In the refugee setting, sociotherapy is a promising psychosocial intervention (Richters, Dekker, & Scholte, 2008), the primary focus being the fostering of connections between people. The method was developed in the post-genocidal context of Rwanda and has since been applied in other settings, including among refugees (Duhumurizanye Iwacu Rwanda, 2015; Scholte et al., 2011; Verduin, Smid, Wind, & Scholte, 2014). Groups share and discuss daily problems ranging from interpersonal arguments, feelings of discrimination and anger, and strategies to deal with GBV. The restorative experience of bonding aims at repairing disrupted social relationships. Preliminary research suggests that these interventions have the effect of increasing social capital and improving refugees’ mental health (Scholte et al., 2011; van Ee, Kleber, & Mooren, 2012; Verduin et al., 2014).
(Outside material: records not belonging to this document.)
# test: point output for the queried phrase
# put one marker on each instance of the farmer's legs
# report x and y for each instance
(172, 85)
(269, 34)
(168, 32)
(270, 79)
Refugees are regarded as one of the highest-risk groups for mental disorders. However, we know that the effects of war and forced displacement are not deterministic. Sustainability of health and psychosocial services, ensuring best practice, evidence-based approaches, and promoting access to services might be the next steps. Additionally, an important direction for research is to distinguish the needs of the various refugee subpopulations of interest: those with mental disorders due to environmental factors, for whom non-clinical group interventions may be of assistance; those whose traumatic stress reactions are severe, disabling, and unlikely to resolve spontaneously and who may benefit from brief structured psychotherapies; more complex trauma-related cases who may benefit from longer-term rehabilitation; the severely mentally ill who need an array of mainstream interventions; and special groups such as women exposed to GBV who may require a cultural and a gender-sensitive intervention (Betancourt & Chambers, 2016; Murray & Jordans, 2016). A major challenge that the field confronts at a global level is that most refugee populations reside in locations where the resource base in mental health is extremely low. Listening to the voices of various refugee communities is vital. Mental health cannot be conferred, it must be regained by the communities that have lost the ability to live together.
To better mitigate the impact of forced displacement from one generation to the next, health care professionals must recognize not only the immediate effects of trauma but also its long-term implications. At the health system level, this means not only strengthening primary care systems but also building trauma-informed mental health services and ensuring inclusion of mental health in the primary package of services available for refugees. It may be true that war is as old as humanity itself; however, the intergenerational transmission of violence does not have to continue (Carta et al., 2016). After all, forced displacement and violence before, during, and after the flight are man-made and malleable to interventions.